Il barista se ne va e fa una smorfia – e Crowley pensa che Aziraphale avrebbe apprezzato il Chianti comunque; che le sgridate che gli fa sulla buona educazione non sono sempre tempo perso. Ma non adesso; adesso Crowley pensa che sarebbe potuto essere più cortese. Pensa al povero barista, pensa – lo pensa con la sua voce, Crowley, e guarda il fondo vuoto del bicchiere con un piccolo broncio – il povero barista! Povero lavoratore! Le cose che deve sopportare quando vede tutti quei maleducati arrivare. Direbbe forse, anche, quegli ubriaconi!, con piccolo entusiasmo, e gli uscirebbe con l’esitazione di un bambino che dice una parolaccia per la prima volta. Crowley fa fatica, a far complimenti. Aziraphale insulta con la vaga vergogna dell’essere malvagio senza motivo; è mangiare il frutto proibito, scoprire le regole e darle in pasto ai cani.

Ne chiede un altro – un altro Johnnie Walker – e lo beve; poi ne chiede un altro, e lo beve. Poi ne chiede un altro – e prima di berlo si ferma a considerare se non abbia senso, o se abbia senso, sentirsi il fantasma di vaniglia attorno al collo, che gli chiude la gola. C’è una cover band di Bowie che suona Moonage Daydream. “Non male,” si sussurra, “Ma niente piffero,”; lascia lo shottino sul bancone e si alza, cammina verso bagno.
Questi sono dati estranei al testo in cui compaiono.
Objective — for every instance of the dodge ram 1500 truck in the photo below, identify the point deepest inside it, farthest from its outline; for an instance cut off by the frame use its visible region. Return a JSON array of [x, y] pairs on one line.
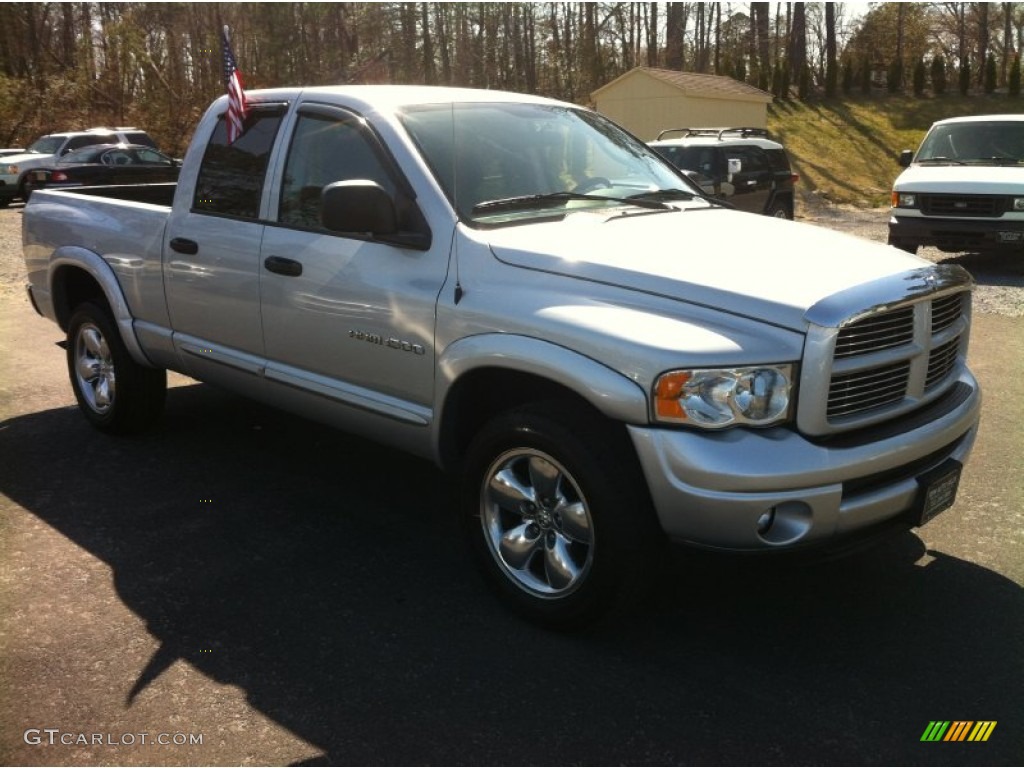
[[522, 292]]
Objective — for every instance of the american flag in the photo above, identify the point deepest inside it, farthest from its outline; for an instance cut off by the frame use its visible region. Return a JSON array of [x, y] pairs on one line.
[[237, 105]]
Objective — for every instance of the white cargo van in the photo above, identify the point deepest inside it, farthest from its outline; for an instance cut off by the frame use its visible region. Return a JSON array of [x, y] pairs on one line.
[[964, 189]]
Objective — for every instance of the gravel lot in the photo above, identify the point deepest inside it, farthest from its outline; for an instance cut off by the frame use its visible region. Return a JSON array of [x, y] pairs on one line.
[[1000, 279]]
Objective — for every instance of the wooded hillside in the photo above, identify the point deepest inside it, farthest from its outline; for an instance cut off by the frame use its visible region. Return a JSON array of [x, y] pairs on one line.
[[157, 66]]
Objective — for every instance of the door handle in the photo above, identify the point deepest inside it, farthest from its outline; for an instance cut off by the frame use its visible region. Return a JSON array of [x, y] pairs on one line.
[[281, 265], [187, 247]]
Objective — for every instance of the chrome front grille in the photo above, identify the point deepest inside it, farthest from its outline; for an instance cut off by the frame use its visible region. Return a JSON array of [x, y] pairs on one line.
[[864, 390], [883, 363], [941, 363], [945, 311], [963, 205], [876, 333]]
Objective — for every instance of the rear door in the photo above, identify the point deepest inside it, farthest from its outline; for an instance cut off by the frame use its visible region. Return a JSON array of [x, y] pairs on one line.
[[347, 320], [212, 256]]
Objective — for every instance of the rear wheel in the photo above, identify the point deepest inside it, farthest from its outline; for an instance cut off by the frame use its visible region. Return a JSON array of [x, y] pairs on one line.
[[557, 514], [116, 393], [780, 210]]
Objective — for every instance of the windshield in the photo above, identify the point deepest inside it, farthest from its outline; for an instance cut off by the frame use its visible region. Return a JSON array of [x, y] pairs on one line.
[[47, 144], [977, 143], [504, 163]]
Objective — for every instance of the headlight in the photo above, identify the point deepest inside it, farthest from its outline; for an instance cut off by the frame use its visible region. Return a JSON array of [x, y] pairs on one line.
[[904, 200], [713, 398]]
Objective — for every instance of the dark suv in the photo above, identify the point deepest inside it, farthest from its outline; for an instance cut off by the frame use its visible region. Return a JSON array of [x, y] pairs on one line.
[[739, 165]]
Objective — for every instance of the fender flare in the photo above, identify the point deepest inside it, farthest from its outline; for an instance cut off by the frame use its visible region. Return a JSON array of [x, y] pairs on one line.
[[608, 391], [99, 270]]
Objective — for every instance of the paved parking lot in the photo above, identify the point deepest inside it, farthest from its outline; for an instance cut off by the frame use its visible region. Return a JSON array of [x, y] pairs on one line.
[[290, 595]]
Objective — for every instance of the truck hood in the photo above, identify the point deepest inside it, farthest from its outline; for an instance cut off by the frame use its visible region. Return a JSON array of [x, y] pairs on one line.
[[969, 179], [750, 265]]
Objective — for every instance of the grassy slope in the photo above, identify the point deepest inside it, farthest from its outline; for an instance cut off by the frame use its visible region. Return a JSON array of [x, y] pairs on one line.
[[847, 150]]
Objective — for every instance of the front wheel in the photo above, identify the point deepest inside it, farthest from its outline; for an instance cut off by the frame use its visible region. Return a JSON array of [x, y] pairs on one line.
[[557, 514], [115, 393], [904, 245]]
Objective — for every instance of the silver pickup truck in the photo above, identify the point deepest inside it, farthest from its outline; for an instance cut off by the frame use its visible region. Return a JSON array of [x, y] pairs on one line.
[[525, 294]]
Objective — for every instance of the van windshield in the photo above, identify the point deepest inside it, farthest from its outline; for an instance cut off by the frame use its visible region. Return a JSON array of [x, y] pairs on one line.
[[504, 163], [995, 142]]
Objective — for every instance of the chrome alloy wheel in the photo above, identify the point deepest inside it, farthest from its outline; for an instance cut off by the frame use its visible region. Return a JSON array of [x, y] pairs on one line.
[[94, 369], [537, 523]]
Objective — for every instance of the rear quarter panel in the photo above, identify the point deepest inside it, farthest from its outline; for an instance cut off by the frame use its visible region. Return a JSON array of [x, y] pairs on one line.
[[60, 227]]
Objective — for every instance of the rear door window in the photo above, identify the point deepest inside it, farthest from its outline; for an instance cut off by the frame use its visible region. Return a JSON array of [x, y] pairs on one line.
[[231, 176]]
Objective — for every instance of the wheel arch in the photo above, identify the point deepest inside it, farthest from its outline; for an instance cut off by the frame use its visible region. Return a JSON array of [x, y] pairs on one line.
[[77, 274], [483, 376]]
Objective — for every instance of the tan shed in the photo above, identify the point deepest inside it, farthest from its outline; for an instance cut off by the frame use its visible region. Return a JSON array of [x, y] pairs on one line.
[[646, 101]]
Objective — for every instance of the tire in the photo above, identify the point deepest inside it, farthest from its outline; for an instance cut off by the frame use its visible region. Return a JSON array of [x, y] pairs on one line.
[[117, 394], [904, 245], [557, 514]]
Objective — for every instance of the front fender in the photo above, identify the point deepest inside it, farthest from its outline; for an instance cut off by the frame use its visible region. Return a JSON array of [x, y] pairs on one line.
[[611, 393], [102, 273]]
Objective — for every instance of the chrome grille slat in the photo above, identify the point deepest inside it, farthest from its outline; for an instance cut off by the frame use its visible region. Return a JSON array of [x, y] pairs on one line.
[[866, 390], [876, 333], [945, 311], [893, 358], [963, 205], [941, 363]]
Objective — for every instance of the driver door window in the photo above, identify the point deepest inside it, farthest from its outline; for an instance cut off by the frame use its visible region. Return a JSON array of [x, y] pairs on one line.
[[325, 150]]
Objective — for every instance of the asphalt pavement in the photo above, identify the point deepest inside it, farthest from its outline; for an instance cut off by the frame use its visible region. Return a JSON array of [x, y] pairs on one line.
[[287, 594]]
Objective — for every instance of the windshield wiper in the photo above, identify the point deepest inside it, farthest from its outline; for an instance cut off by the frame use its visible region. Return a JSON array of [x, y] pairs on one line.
[[940, 159], [531, 201]]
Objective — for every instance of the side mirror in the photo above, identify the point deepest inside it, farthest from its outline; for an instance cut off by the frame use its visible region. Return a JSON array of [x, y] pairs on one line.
[[357, 206]]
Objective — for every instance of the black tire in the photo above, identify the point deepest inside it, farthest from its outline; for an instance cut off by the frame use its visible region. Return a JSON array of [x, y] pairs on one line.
[[557, 514], [117, 394], [904, 245]]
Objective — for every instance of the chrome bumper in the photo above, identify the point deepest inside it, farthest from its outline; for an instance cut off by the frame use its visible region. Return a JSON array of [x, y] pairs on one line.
[[720, 489]]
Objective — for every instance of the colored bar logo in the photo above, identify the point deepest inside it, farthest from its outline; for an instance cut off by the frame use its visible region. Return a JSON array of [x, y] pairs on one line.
[[958, 730]]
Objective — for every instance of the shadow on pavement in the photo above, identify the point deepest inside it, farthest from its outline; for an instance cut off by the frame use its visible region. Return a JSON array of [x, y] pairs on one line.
[[328, 576]]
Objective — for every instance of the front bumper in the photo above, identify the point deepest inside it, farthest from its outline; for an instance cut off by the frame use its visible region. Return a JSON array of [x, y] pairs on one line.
[[957, 235], [717, 489]]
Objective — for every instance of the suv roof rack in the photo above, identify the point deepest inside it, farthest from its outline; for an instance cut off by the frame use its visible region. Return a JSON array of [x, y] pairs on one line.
[[717, 132]]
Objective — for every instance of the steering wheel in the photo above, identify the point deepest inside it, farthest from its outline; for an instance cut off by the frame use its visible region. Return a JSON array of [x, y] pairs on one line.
[[590, 183]]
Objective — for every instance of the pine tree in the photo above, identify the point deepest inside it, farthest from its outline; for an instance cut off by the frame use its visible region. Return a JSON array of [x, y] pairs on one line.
[[965, 77], [894, 81], [919, 78], [990, 78], [939, 75]]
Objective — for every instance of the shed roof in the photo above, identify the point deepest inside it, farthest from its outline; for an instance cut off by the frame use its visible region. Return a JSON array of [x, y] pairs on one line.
[[695, 84]]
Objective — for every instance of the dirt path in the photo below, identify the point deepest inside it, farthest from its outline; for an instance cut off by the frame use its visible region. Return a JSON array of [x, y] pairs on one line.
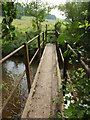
[[41, 101]]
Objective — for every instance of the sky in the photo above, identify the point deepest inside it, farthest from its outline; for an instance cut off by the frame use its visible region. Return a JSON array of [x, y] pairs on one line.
[[55, 12]]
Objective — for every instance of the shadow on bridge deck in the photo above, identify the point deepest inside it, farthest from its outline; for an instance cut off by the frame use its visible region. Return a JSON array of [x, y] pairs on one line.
[[42, 100]]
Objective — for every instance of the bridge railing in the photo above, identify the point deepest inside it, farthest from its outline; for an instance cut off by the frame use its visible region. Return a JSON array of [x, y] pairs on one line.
[[27, 62], [64, 61]]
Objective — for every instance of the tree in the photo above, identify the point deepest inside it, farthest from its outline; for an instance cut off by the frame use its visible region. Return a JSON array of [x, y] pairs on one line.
[[73, 10], [9, 13], [38, 10]]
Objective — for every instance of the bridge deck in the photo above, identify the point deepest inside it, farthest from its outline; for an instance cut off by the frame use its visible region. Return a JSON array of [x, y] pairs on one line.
[[41, 102]]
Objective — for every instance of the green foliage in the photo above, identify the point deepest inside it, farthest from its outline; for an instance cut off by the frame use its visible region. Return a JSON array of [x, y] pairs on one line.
[[81, 85], [38, 10]]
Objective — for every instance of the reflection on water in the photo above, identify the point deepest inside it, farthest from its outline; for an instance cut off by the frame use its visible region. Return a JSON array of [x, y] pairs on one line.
[[11, 70]]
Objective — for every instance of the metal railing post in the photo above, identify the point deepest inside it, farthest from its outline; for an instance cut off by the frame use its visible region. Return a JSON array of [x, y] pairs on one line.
[[39, 46]]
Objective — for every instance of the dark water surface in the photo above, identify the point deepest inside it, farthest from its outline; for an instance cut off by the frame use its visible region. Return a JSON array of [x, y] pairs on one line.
[[11, 70]]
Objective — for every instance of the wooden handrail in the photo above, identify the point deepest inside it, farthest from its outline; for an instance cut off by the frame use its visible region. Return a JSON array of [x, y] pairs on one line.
[[20, 78], [11, 54], [86, 68]]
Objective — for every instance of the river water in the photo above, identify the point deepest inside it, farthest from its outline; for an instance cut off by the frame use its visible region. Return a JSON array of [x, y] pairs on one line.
[[11, 70]]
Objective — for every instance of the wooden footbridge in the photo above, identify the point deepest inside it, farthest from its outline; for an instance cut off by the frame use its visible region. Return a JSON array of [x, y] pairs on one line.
[[45, 89]]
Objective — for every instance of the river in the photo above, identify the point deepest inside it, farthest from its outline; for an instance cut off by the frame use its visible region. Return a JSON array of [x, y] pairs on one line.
[[11, 70]]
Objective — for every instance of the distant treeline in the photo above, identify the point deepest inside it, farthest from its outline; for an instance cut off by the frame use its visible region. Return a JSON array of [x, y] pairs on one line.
[[21, 12], [53, 17]]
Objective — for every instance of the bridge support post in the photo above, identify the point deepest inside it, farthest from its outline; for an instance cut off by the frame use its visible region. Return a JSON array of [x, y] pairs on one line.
[[64, 70], [27, 66], [46, 33], [43, 39], [39, 46]]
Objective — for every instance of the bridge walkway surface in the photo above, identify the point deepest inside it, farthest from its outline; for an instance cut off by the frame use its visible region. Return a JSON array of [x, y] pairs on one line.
[[41, 102]]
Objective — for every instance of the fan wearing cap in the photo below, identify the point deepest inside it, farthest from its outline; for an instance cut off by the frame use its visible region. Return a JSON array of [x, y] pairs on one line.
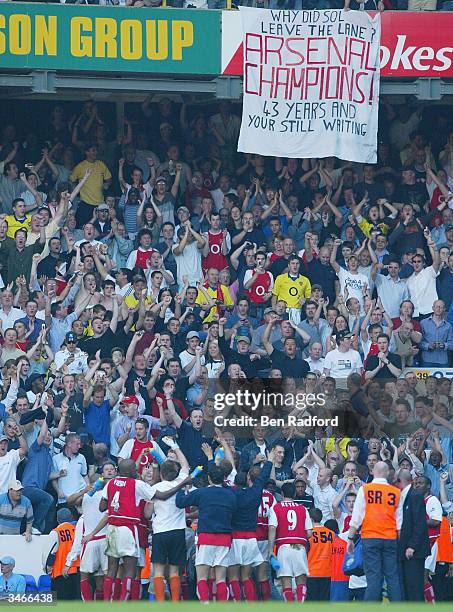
[[138, 258], [343, 361], [71, 356], [15, 509], [155, 263], [187, 254], [102, 225], [214, 292], [10, 459], [166, 200], [131, 408], [10, 582], [287, 360], [19, 219], [141, 448], [188, 358]]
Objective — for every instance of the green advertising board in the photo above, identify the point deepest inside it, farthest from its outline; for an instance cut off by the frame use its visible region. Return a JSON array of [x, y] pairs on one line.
[[112, 39]]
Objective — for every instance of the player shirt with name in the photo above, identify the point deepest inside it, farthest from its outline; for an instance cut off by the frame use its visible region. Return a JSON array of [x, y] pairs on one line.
[[166, 515], [292, 522], [292, 289], [123, 496]]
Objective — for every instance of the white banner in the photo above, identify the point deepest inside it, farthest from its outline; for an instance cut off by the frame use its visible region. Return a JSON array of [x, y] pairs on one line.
[[311, 83]]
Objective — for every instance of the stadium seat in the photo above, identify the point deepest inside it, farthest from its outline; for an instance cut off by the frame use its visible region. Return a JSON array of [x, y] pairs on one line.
[[30, 583], [44, 583]]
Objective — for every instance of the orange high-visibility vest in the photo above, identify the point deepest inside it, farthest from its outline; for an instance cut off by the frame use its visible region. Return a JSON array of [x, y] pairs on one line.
[[65, 532], [146, 570], [445, 542], [381, 502], [320, 553], [338, 554]]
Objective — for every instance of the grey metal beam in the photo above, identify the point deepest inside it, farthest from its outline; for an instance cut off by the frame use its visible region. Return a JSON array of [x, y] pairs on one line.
[[50, 83]]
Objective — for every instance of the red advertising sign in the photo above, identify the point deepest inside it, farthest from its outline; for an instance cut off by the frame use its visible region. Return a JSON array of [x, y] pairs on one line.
[[412, 44]]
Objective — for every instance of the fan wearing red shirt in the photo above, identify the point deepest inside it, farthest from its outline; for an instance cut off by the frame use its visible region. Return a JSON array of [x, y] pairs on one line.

Vaniglia, pensa, bianco; non tutte le entità del Cielo si vestono di bianco, non per forza. La santità è bianca perché e pura, perché il bianco è un’assenza di colori. Giusto?

E cosa succede, Angelo, quando il bianco è così insipido da scheggiare le ossa? Apre il bagno coprendo la maniglia con un fazzoletto di stoffa, ed eccoli – gliela tiene aperta, ai buzzurri, gli ubriaconi!, che si puliscono sotto il naso con le maniche. Cosa succede quando l’oro diventa bianco, cosa, poi? Ce n’è ancora sul lavandino, i pochi granelli che erano troppo distratti pure per lavare via con l’acqua. Nessuno nasconde nulla, qui. “Anni settanta, baby,” Crowley dice, alla sua ombra sulle piastrelle.